La luna vegliava su di noi dall'alto mentre la luce delle fiaccole ci illuminava il viso di un tenue arancio.
Una piccola parte del regno era lì, in piedi, davanti alla cascata.
E c'ero anch'io.
Ero lì, in piedi, davanti alla cascata, davanti al corpo senza vita di mio padre.
Antoine De Maris, stregone noir, vecchio re del Regno del Nord.
Aveva in viso un'espressione serena, quasi...tranquilla.
Indosso aveva un abito elegante e depositate sopra i suoi occhi aveva due monete d'oro che brillavano di luce propria. Tra le mani, ormai segnate dall'età, era depositata una spada che accarezzava le sue gambe a segnare il suo spirito da guerriero.
«Vostra altezza, è il momento» sussurrò leggermente Nathan vicino a me.

Presi la situazione in mano, alzai la testa che portava ormai da anni il peso della corona e mi voltai verso quello che era una parte del mio popolo.

I corti capelli neri si confondevano con l'oscurità della notte accarezzandomi il collo, così come l'elegante vestito nero che indossavo.

Ero perfetta, dovevo esserlo.

«Popolo! Siete qui oggi per adempiere alla tradizione del nostro regno, che prima ancora era la tradizione delle due congreghe. Siete qui oggi, con me, la vostra regina, per dire addio ad Antoine De Maris, precedente sovrano del Regno del Nord. È stato rinvenuto morto questa mattina nelle sue stanze per colpa di un infarto. Purtroppo i medici reali non hanno potuto fare niente per salvargli la vita e tanto meno io» dissi a voce leggermente alta affinché tutti potessero sentirmi.

Feci scorrere i miei occhi su tutte le persone presenti mentre il freddo si insinuava tra di noi. Mi voltai nuovamente verso il corpo di mio padre disteso su una piccola barca e avvolto da un'incantesimo protettivo.
Spinsi con la magia la barchetta allontanandola dalla riva, allontanandola da me.
Alzai il pallido braccio destro in aria per poi abbassarlo in un momento successivo.

Dopo un singolo battito di ciglia, frecce infuocate piombarono vicino alla barca che lentamente si stava dirigendo verso il dirupo.
Sembravano stelle cadenti.
Era uno spettacolo meraviglioso, a dir poco...perfetto.

Ma il dolore lancinante che provava il mio cuore mi stava impedendo di reggermi sui miei stessi piedi.
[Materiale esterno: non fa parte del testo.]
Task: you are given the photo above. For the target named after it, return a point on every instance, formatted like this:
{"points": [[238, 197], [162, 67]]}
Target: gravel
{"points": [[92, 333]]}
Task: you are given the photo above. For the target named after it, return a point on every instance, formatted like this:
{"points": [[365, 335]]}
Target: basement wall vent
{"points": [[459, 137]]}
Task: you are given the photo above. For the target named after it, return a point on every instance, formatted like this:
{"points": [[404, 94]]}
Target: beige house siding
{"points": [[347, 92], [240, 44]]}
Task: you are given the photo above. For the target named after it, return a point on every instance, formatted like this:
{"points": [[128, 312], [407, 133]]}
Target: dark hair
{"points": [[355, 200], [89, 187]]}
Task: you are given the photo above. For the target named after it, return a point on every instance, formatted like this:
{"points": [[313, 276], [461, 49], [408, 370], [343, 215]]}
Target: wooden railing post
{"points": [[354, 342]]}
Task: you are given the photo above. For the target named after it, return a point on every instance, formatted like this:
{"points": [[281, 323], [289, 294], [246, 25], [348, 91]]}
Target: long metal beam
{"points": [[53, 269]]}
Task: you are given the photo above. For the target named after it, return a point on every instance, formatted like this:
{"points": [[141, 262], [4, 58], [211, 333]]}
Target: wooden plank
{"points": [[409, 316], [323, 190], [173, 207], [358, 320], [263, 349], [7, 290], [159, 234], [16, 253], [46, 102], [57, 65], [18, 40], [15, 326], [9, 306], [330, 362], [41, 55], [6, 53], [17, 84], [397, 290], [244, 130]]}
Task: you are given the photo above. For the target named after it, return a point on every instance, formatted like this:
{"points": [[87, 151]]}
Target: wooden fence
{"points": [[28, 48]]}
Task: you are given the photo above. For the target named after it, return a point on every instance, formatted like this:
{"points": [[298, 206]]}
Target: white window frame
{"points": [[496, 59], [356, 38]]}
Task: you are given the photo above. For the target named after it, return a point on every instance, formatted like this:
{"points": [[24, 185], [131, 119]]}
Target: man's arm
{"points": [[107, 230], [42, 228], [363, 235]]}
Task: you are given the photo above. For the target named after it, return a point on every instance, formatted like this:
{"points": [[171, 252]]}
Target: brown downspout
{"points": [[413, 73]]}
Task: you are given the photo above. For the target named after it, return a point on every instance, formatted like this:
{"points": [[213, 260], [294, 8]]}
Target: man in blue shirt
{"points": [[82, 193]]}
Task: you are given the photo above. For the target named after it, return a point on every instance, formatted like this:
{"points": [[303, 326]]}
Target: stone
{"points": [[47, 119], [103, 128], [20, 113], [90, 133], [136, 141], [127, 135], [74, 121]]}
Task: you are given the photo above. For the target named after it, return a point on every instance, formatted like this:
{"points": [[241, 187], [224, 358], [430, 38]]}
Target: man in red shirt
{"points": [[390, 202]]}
Mi voltai e iniziai a camminare verso il castello, mentre Nathan mi scortava.
I suoi capelli biondi erano attraversati da leggeri fasci di luce dovuti al fuoco, così come i suoi brillanti occhi azzurri.
«Nathan, il castello è molto vicino, visto e considerato che la cascata si trova nel giardino sul retro. Non c'è bisogno di scortarmi. È stata una giornata difficile per tutti. Prenditi dei giorni di riposo» affermai con una leggera emissione di fiato continuando a camminare.
La collana di perle che indossavo si stava stringendo al mio collo come un serpente faceva con la sua preda mentre la corona si faceva sempre più pesante. Sentivo i piedi morire lentamente dentro i tacchi che ero costretta a indossare e il fiato mancare a causa dell'abito succinto.

«Vostra maestà, come già vi avevo riferito anche in mattinata, non intendo prendermi i giorni di riposo. Mi rammarica profondamente disobbedirvi, ma questo è il mio lavoro. Sono stato allenato dai migliori combattenti del regno, per secoli, per diventare colonnello. E oggi, avendo raggiunto quell'obiettivo, devo adempiere a tutti i miei incarichi. Lei stessa mi ha scelto come guardia personale e questo significa che devo scortarvi fino alle vostre stanze».
Oramai con Nathan era sempre così.
Non avevo mai incontrato nessuno nel corso della mia lunga esistenza con un così solido senso del lavoro.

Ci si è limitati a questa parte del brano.